Development practices
Making changes to GDAL
Minor changes to GDAL, such as bug fixes, may be made by opening a GitHub pull request.
Major changes should be discussed on the gdal-dev listserv and may require the drafting of a RFC (request for comment) document.
GDAL's policy on substantial code additions is documented at RFC 85: Policy regarding substantial code additions.
Portability
GDAL strives to be widely portable to 32 bit and 64 bit computing environments, as well as little-endian and big-endian ordered CPUs. CPL functions in the port directory provide services to abstract platform specific operations.
Generally speaking, where available CPL functions should be used in preference to operating system functions for operations like memory allocation, path parsing, filesystem I/O (using VSILFILE* / VSIVirtualFile*), ODBC access, etc.
C/C++ standards
The current C and C++ standards adopted by GDAL/OGR are C99 and C++17 (last updated per RFC 98: Build requirements for GDAL 3.9).
Variable naming
Much of the existing GDAL/OGR code uses an adapted Hungarian naming convention. Use of this convention is not mandatory, but when maintaining code using this convention it is desirable to continue adhering to it with changes. Most importantly, please avoiding using it improperly as that can be very confusing.
In Hungarian prefixing the prefix tells something about about the type, and potentially semantics of a variable. The following are some prefixes used in GDAL/OGR.
a: array
b: C/C++ bool. In C code that pre-dates C99 adoption, it is also used for ints with only TRUE/FALSE values.
by: byte (GByte / unsigned char).
df: floating point value (double precision)
e: enumeration
i: integer number used as a zero based array or loop index.

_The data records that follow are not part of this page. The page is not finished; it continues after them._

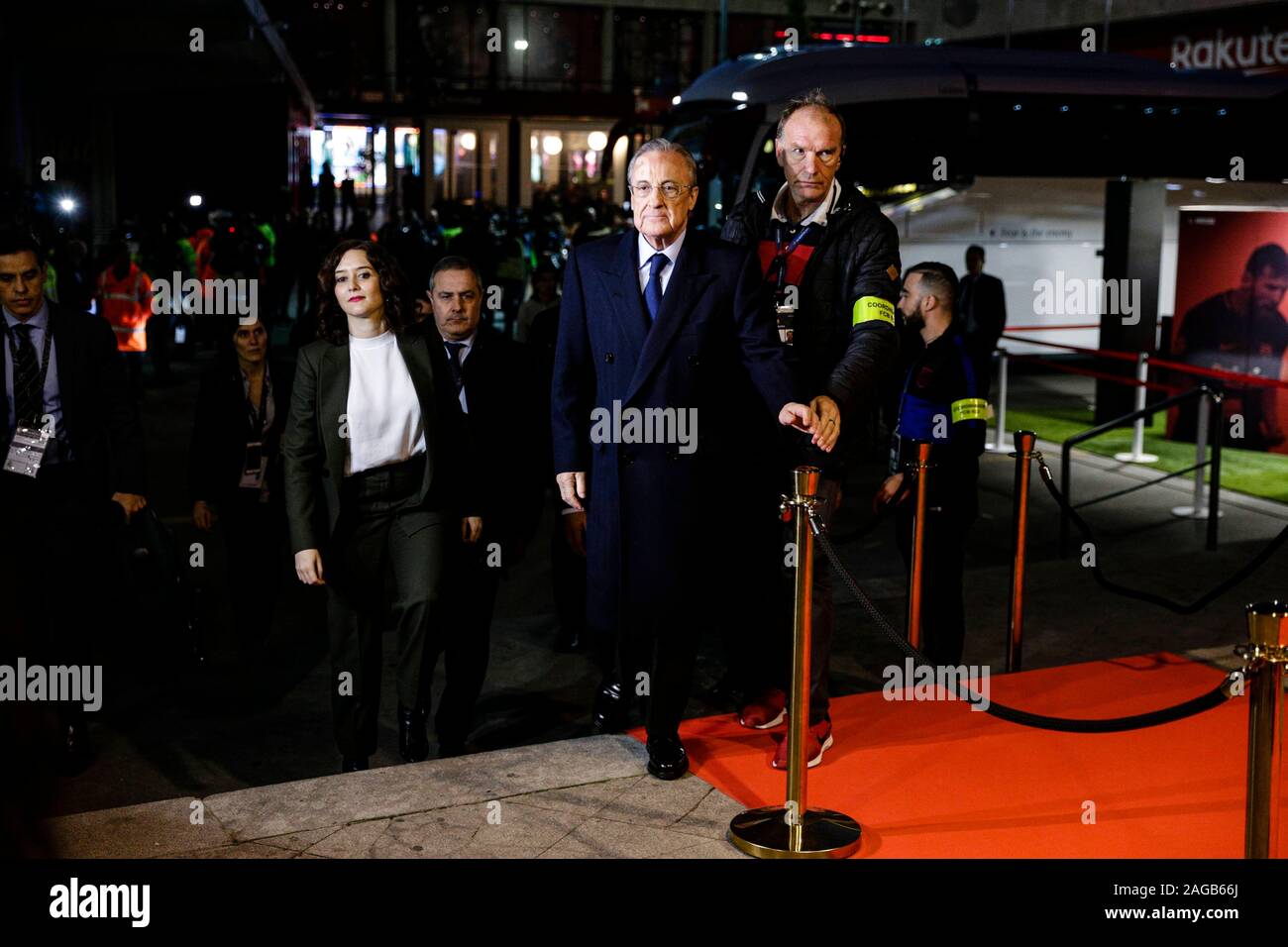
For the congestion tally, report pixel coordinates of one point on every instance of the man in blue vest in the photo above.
(940, 403)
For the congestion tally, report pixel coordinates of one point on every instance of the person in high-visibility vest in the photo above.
(125, 302)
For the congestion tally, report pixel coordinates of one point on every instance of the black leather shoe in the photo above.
(668, 758)
(412, 742)
(609, 711)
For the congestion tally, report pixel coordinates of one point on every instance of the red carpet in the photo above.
(936, 780)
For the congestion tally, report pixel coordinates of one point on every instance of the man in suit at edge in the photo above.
(62, 372)
(493, 381)
(983, 315)
(657, 317)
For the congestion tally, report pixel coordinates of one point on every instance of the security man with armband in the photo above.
(831, 264)
(941, 405)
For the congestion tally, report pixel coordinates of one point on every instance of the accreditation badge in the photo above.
(26, 450)
(253, 467)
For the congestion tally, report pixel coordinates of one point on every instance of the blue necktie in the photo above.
(454, 351)
(653, 290)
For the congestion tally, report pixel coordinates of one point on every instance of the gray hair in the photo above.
(814, 98)
(655, 145)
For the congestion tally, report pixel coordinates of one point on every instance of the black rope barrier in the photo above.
(1117, 724)
(1109, 585)
(861, 531)
(1141, 486)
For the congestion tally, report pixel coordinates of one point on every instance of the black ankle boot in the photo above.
(412, 742)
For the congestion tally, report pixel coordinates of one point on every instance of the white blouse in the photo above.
(384, 419)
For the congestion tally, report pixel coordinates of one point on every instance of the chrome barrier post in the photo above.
(1000, 445)
(1022, 454)
(1136, 455)
(1198, 509)
(793, 830)
(1265, 654)
(915, 562)
(1215, 470)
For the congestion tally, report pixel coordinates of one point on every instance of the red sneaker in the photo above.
(765, 711)
(816, 740)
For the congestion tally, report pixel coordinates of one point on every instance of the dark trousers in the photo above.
(568, 581)
(254, 535)
(656, 657)
(465, 641)
(59, 531)
(381, 535)
(943, 613)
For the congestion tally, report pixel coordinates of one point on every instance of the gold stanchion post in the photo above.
(793, 830)
(1022, 454)
(915, 562)
(1266, 654)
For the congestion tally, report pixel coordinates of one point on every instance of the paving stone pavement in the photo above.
(587, 797)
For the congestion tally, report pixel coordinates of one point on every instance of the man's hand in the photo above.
(888, 492)
(308, 567)
(828, 423)
(130, 502)
(800, 416)
(575, 531)
(572, 486)
(202, 517)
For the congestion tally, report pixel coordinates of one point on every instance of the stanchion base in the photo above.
(1194, 513)
(765, 834)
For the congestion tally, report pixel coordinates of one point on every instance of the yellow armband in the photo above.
(868, 308)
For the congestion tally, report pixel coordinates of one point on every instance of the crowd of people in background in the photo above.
(428, 377)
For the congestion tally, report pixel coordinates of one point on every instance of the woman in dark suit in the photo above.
(235, 472)
(375, 441)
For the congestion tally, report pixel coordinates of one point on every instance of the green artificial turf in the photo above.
(1247, 472)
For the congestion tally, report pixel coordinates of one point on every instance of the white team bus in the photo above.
(1006, 149)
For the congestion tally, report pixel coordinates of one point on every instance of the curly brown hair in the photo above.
(333, 324)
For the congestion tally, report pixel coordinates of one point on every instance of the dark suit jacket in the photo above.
(99, 418)
(506, 424)
(647, 521)
(313, 451)
(984, 313)
(222, 429)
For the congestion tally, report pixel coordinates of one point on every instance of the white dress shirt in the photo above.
(382, 412)
(465, 354)
(53, 399)
(815, 217)
(647, 252)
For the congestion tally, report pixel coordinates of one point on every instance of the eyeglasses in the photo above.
(827, 158)
(669, 188)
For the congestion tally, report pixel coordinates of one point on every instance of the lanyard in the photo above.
(44, 360)
(782, 253)
(258, 420)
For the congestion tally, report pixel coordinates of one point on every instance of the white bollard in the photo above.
(1137, 446)
(999, 444)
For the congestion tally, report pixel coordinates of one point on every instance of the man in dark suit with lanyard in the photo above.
(72, 471)
(493, 385)
(656, 324)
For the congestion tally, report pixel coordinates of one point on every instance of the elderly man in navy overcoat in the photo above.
(660, 329)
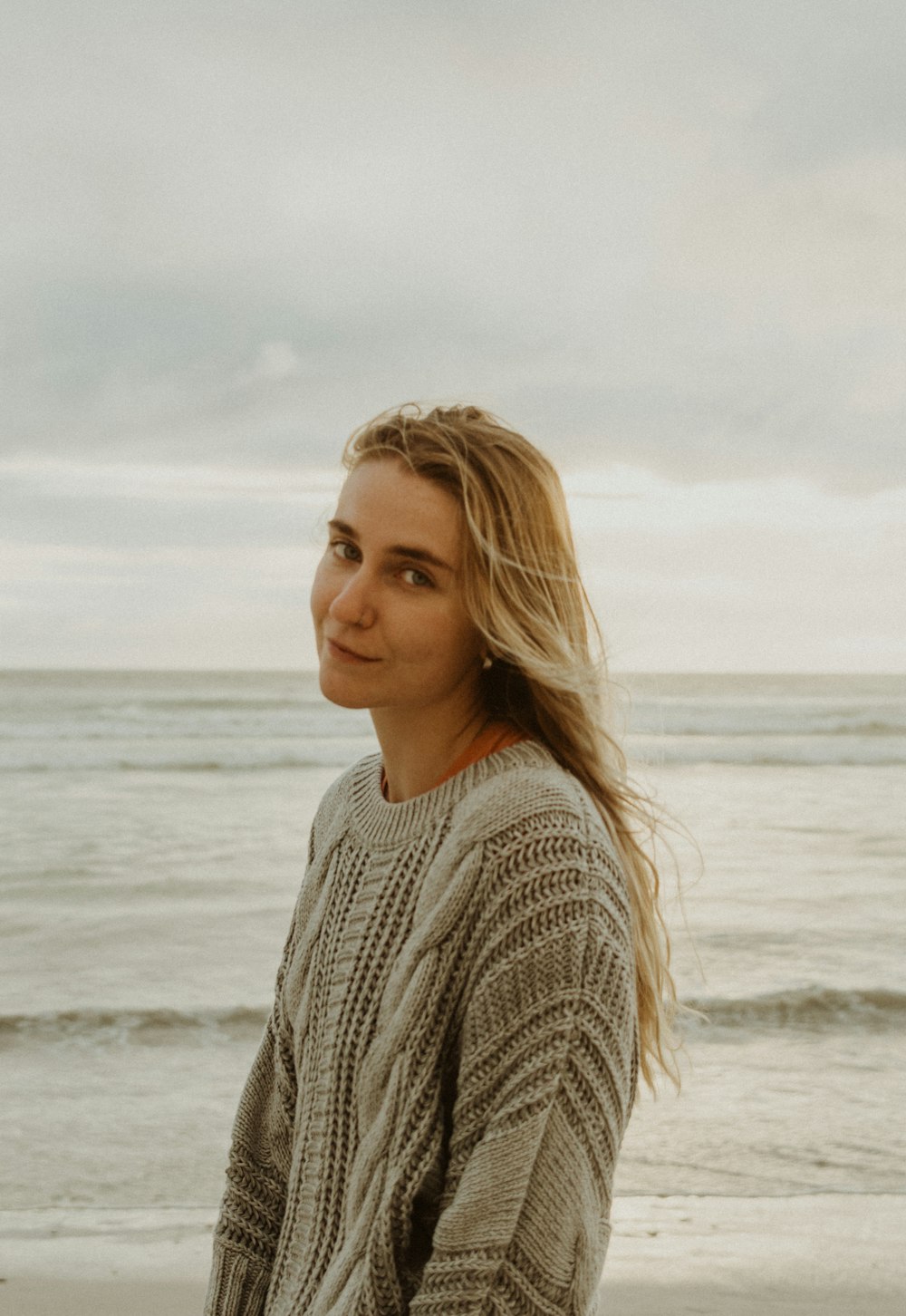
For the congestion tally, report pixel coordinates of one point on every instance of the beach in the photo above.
(157, 821)
(705, 1255)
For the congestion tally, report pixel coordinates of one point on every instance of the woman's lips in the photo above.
(343, 654)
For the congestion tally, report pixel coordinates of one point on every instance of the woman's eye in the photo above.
(414, 576)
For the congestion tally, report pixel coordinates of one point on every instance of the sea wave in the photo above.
(806, 1008)
(809, 1008)
(150, 1027)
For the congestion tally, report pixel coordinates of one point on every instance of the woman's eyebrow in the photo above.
(395, 550)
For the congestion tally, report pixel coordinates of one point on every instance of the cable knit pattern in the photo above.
(431, 1121)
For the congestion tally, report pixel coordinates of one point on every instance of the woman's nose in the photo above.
(352, 605)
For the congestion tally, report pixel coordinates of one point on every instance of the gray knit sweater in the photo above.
(434, 1114)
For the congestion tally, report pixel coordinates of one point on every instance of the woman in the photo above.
(477, 969)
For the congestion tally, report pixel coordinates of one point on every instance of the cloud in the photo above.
(641, 233)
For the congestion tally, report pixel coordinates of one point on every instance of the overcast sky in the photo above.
(667, 241)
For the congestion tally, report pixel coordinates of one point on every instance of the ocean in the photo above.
(154, 830)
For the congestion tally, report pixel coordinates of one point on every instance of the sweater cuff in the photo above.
(238, 1284)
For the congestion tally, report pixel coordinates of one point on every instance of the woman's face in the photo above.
(390, 623)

f: floating point value (single precision)
h: an opaque handle (such as GDALDatasetH).
n: integer number (size unspecified)
o: C++ object
os: CPLString or std::string
p: pointer
psz: pointer to a null-terminated string. (eg. "char *pszName;")
sz: null-terminated string (eg." char szName[100];")
k: compile-time constant
Prefixes can be stacked. The following are some examples of meaningful variables.

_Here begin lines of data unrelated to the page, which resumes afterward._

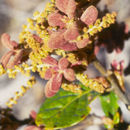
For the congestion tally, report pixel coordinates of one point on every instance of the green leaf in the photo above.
(65, 109)
(109, 103)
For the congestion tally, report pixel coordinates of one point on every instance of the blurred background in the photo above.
(13, 14)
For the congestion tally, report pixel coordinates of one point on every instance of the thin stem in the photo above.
(112, 79)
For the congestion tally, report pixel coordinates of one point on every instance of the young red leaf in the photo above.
(5, 39)
(32, 127)
(37, 38)
(71, 7)
(90, 15)
(50, 60)
(62, 5)
(71, 33)
(69, 74)
(69, 47)
(48, 91)
(82, 43)
(56, 82)
(63, 63)
(56, 40)
(48, 74)
(55, 19)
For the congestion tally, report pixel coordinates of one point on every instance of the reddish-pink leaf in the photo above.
(69, 74)
(71, 33)
(48, 91)
(37, 38)
(5, 58)
(5, 39)
(62, 5)
(82, 43)
(71, 7)
(69, 47)
(48, 74)
(55, 19)
(33, 114)
(56, 40)
(50, 60)
(63, 63)
(32, 127)
(90, 15)
(16, 59)
(56, 82)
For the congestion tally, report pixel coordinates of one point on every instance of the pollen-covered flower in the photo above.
(55, 74)
(6, 60)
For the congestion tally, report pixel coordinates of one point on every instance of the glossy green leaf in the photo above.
(109, 103)
(65, 109)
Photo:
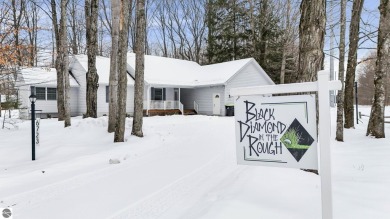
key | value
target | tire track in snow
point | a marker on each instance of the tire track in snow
(32, 198)
(157, 203)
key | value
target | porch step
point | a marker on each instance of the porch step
(163, 112)
(170, 112)
(190, 112)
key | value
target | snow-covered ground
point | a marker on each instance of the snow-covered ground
(184, 167)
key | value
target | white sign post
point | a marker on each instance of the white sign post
(266, 126)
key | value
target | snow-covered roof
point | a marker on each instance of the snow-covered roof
(43, 77)
(102, 67)
(220, 73)
(167, 71)
(176, 72)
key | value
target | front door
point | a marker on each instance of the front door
(216, 104)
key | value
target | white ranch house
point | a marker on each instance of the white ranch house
(170, 84)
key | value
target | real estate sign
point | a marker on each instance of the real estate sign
(276, 131)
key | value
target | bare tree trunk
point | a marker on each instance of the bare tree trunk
(16, 27)
(58, 59)
(286, 36)
(352, 62)
(62, 64)
(122, 71)
(139, 70)
(376, 125)
(113, 83)
(91, 14)
(73, 27)
(311, 42)
(340, 94)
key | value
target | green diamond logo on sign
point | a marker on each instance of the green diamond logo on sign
(276, 131)
(297, 140)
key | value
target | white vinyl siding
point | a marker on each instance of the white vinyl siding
(51, 93)
(250, 75)
(50, 106)
(204, 97)
(40, 93)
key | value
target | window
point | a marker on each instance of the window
(158, 94)
(176, 94)
(40, 92)
(51, 93)
(107, 94)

*char !*papszTokens: Pointer to an array of strings.
*int panBands: Pointer to the first element of an array of numbers.
*double padfScanline: Pointer to the first element of an array of doubles.
*double pdfMeanRet: Pointer to a single double.
*GDALRasterBand poBand: Pointer to a single object.
*GByte pabyHeader: Pointer to an array of bytes.
It may also be noted that the standard convention for variable names is to capitalize each word in a variable name.
Function and class naming
Functions and classes should have a selective enough namespace ("GDAL" or "OGR" prefix, or use of C++ namespace) to avoid symbol collision.
File naming and code formatting
All source files (.h, .c, .cpp, .py, etc.) should have a header with copyright attribution and the text of the GDAL X/MIT license.
Use lower case filenames.
Use .cpp extension for C++ files (not .cc).
C/C++ code formatting rules are defined in .clang-format. Python code formatting is enforced by Black. The pre-commit utility should be used to enforce them automatically. See Commit hooks.
Memory allocation
Large memory allocations should be performed using the VSIMalloc()
family of functions, which will return nullptr
on allocation failure.
As per RFC 19: Safer memory allocation in GDAL, you can use VSIMalloc2(x, y)
instead of
doing CPLMalloc(x * y)
or VSIMalloc(x * y)
. VSIMalloc2()
will detect
potential overflows in the multiplication and return a NULL pointer if
it happens. This can be useful in GDAL raster drivers where x and y are
related to the raster dimensions or raster block sizes. Similarly,
VSIMalloc3(x, y, z)
can be used as a replacement for CPLMalloc(x * y * z)
.
When working with standard library data structures such as std::vector
that may throw std::bad_alloc
, a try/catch block should be used around blocks that may allocate a large amount of memory.
Adding a new driver
If the driver depends on a third-party library, compilation of the driver must be made conditional on the presence of the library. Drivers should try to re-use existing library dependencies as much as possible, e.g. Expat for SAX XML parsing.
For a vector driver, check that the Open() method of the driver (often delegated to a Open() method of the datasource) is selective enough (i.e. it will not accept data files that are not meant for the driver), and robust enough (it will not crash for small variations w.r.t content that it would recognize). Check that it can deal with unusual filenames. For a GDAL driver, similar checks, as well for the optional Identify() method.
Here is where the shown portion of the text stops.